If push notifications become a staple in mobile marketing for years to come, the industry can point to 2012 when the tactic started to gain traction. With that in mind, fashion retailer Cache was sure to include push notifications in its first mobile app, which began testing earlier this month and will be promoted among the brand’s properties after the holidays.
As has been the case with many apps launched in 2012, when consumers download the Cache app, they’ll choose between receiving push messages or not (basically, they're deciding whether it's OK for a brand to periodically send them messages automatically based on their location, shopping habits, etc.). Those that opt-in will receive automated notifications based on their app activity, explained Kevin Metz, vp of e-commerce for the New York-based, female-focused clothing retail chain. For instance, if a consumer browses the new arrivals or specials section on the app, he said, that person will get a push message about specific items of clothing they've likely just checked out.
“That’s pretty good,” Metz said. “It’s really recognizing the interaction with someone, while getting them more engaged with the app and showing them the value of the push notifications. We can set up timing rules, geographic rules. It’s more sophisticated than I thought it would be.”

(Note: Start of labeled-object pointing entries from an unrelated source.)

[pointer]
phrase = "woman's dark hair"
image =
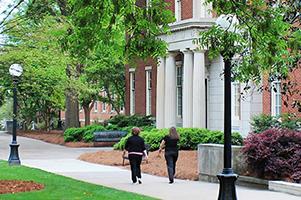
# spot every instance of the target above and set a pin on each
(173, 134)
(135, 131)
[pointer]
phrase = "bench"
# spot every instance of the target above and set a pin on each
(108, 138)
(126, 156)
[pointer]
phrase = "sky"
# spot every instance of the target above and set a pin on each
(3, 7)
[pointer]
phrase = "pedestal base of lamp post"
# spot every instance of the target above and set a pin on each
(14, 155)
(227, 189)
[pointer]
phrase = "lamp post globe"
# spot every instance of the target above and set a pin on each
(15, 71)
(227, 177)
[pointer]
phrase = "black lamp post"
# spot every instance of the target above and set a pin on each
(227, 178)
(15, 70)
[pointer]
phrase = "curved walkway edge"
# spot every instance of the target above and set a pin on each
(63, 160)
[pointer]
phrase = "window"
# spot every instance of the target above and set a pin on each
(132, 93)
(103, 107)
(122, 108)
(113, 99)
(95, 106)
(276, 98)
(237, 101)
(179, 91)
(148, 91)
(178, 10)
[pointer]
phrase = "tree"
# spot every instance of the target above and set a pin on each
(36, 48)
(267, 43)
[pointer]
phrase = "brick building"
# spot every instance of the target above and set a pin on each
(185, 88)
(99, 113)
(274, 101)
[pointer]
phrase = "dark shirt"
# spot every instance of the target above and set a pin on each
(135, 143)
(170, 144)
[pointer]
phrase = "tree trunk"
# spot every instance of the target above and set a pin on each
(72, 110)
(87, 112)
(87, 106)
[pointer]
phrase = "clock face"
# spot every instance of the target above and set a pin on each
(15, 70)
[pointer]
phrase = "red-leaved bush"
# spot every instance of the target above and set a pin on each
(274, 154)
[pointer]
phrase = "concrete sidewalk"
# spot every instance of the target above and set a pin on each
(63, 160)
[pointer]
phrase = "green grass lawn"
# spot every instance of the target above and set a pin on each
(59, 187)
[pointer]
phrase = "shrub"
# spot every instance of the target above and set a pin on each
(289, 121)
(73, 135)
(88, 133)
(264, 122)
(274, 154)
(82, 134)
(189, 138)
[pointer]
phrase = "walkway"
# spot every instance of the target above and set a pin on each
(63, 160)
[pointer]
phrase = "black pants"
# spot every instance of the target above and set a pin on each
(135, 162)
(171, 158)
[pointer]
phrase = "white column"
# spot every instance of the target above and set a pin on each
(170, 91)
(160, 93)
(196, 9)
(199, 98)
(187, 88)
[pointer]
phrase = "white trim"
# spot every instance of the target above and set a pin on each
(132, 93)
(103, 107)
(148, 68)
(276, 98)
(178, 11)
(148, 92)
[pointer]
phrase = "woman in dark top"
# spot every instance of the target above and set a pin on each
(136, 149)
(170, 143)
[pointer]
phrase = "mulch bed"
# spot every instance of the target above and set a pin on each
(14, 186)
(186, 164)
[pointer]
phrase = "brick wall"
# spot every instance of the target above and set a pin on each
(95, 116)
(295, 77)
(127, 91)
(266, 98)
(172, 5)
(186, 9)
(140, 87)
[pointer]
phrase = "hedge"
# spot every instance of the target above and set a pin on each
(262, 122)
(85, 134)
(189, 138)
(82, 134)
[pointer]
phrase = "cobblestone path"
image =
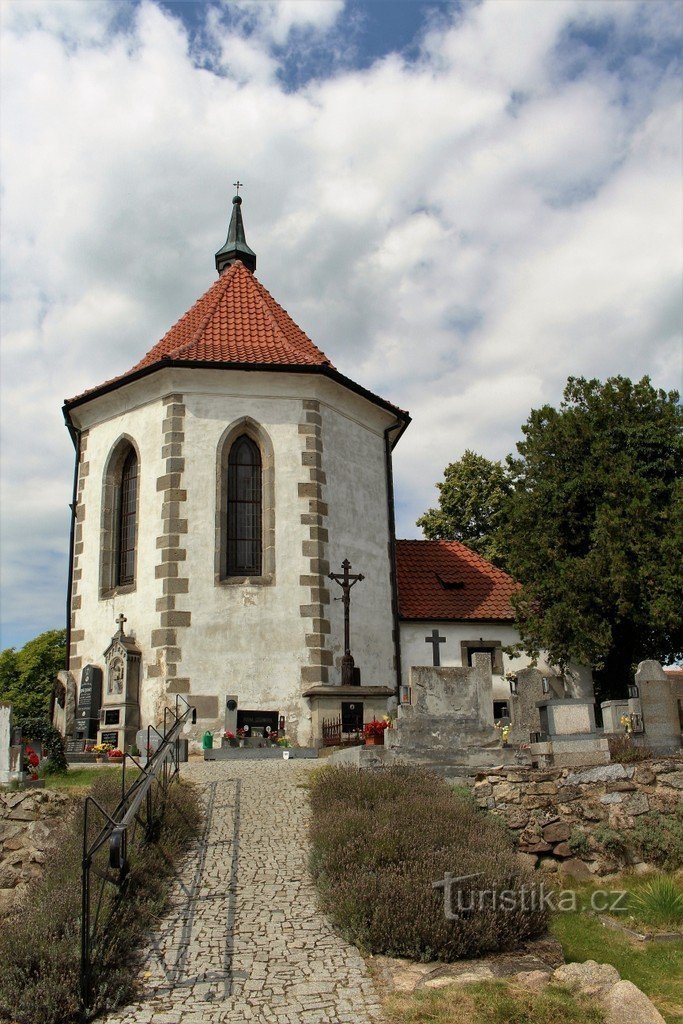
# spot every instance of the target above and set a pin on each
(244, 940)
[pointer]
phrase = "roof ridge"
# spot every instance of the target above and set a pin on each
(263, 291)
(222, 281)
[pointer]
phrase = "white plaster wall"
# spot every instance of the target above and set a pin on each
(414, 650)
(247, 640)
(353, 460)
(97, 615)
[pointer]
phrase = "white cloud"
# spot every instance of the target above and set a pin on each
(459, 233)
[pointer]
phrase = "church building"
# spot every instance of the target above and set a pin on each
(219, 482)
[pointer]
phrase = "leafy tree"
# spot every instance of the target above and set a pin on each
(594, 529)
(27, 676)
(472, 504)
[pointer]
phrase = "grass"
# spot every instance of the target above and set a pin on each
(40, 953)
(492, 1003)
(653, 967)
(81, 778)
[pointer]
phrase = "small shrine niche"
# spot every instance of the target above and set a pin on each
(120, 713)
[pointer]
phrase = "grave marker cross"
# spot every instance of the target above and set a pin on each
(346, 580)
(435, 640)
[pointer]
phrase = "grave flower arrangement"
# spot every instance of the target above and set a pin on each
(374, 732)
(31, 762)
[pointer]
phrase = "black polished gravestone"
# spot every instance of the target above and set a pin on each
(89, 699)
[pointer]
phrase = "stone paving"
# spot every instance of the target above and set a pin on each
(245, 940)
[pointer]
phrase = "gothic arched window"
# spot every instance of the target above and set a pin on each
(126, 521)
(244, 509)
(119, 523)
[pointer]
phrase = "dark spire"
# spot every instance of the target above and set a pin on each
(236, 244)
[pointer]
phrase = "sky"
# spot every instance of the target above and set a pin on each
(462, 204)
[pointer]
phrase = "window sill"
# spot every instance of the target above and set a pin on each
(262, 581)
(105, 595)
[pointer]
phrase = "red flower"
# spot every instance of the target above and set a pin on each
(375, 728)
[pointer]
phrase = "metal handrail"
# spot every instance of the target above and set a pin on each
(118, 823)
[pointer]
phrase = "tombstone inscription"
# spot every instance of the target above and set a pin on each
(89, 700)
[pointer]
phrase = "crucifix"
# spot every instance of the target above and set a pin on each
(346, 580)
(435, 640)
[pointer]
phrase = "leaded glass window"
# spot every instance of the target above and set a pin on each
(127, 521)
(244, 508)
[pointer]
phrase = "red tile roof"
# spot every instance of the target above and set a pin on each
(236, 322)
(428, 574)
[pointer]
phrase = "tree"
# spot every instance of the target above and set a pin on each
(27, 676)
(594, 529)
(472, 504)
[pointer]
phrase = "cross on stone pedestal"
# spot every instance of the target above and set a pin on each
(346, 580)
(435, 640)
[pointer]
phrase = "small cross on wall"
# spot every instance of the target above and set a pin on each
(435, 640)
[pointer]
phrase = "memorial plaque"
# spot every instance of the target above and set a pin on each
(89, 699)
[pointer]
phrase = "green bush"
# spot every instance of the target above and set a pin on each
(53, 745)
(380, 841)
(658, 901)
(40, 953)
(658, 839)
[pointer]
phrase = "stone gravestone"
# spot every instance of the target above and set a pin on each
(571, 736)
(451, 716)
(120, 714)
(89, 698)
(63, 714)
(524, 715)
(658, 706)
(612, 712)
(10, 754)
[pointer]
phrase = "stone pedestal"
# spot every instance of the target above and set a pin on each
(524, 717)
(120, 714)
(658, 701)
(451, 714)
(63, 713)
(567, 727)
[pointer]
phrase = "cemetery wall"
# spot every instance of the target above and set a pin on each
(28, 819)
(559, 815)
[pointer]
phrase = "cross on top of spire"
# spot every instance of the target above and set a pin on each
(236, 247)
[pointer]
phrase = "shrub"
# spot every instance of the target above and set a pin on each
(612, 842)
(380, 841)
(53, 745)
(658, 839)
(659, 901)
(40, 953)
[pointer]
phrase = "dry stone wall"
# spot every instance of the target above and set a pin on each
(28, 819)
(561, 816)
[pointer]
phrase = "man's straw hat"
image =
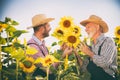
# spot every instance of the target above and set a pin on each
(97, 20)
(39, 19)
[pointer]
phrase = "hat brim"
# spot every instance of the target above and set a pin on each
(101, 23)
(42, 22)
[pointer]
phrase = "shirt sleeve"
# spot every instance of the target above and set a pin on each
(107, 55)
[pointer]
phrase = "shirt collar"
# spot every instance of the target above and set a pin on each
(37, 40)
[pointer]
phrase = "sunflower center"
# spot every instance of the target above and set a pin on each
(118, 32)
(60, 32)
(72, 39)
(48, 61)
(27, 64)
(76, 30)
(66, 23)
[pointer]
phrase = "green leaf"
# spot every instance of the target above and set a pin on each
(54, 43)
(7, 19)
(14, 23)
(7, 49)
(60, 42)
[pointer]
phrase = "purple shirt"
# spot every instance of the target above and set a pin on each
(39, 45)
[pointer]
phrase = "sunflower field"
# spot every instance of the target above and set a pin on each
(15, 64)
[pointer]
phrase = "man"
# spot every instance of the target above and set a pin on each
(103, 53)
(41, 27)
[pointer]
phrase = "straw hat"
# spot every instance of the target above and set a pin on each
(39, 19)
(97, 20)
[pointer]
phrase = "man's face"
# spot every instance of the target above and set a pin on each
(91, 29)
(47, 29)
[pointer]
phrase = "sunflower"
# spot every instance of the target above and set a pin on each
(2, 26)
(28, 65)
(66, 22)
(77, 30)
(58, 33)
(117, 31)
(72, 40)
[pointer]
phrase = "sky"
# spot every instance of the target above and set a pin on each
(23, 10)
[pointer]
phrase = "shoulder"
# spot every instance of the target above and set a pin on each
(109, 41)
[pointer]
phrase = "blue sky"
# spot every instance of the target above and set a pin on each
(23, 10)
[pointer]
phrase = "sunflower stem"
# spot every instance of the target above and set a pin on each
(17, 64)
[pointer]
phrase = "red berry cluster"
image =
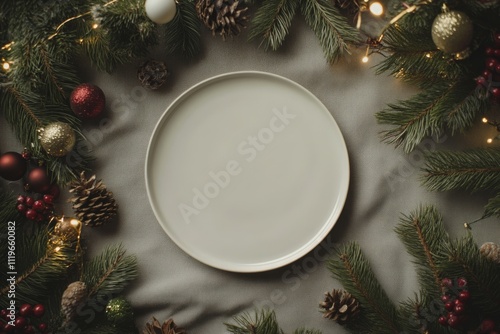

Cache’s 262 locations—many of which are in upscale malls—have been loaded into the app, so Metz and his team can geo-target down to the store level. For instance, push notifications can be sent to app users when they are within a quarter mile of a mall store in suburban markets or within 500 feet for the brand’s New York City shops.
“We want to incent people to come in and see a new product or collection or to take advantage of a promotion," Metz explained. "You have to provide value or it becomes spam. You have to watch frequency, too. You cannot overuse the thing.”
Cache's mobile app also entails a plethora of e-commerce shopping features like barcode scanning and wish-listing. The brand generally targets high-income, well-educated, professional women ages 30 to 50, competing with the likes of White House Black Market and Ann Taylor.
Tech provider Usablenet built the retailer’s app while utilizing a push notifications system by Xtify. In the last year, ESPN, Airbnb, Walgreens and BET are among other brands that have implemented push into their apps while working with Xtify competitor Urban Airship.
Usablenet CMO Carin van Vuuren suggested that push notifications have gone mainstream. “It no longer feels like an invasion,” she said. “It’s feeling more like an invitation. It’s signaling a greater degree of personalization in the app experience. Of all the app launches we’ve done this year, half have included push notifications. We are seeing a lot more uptake.”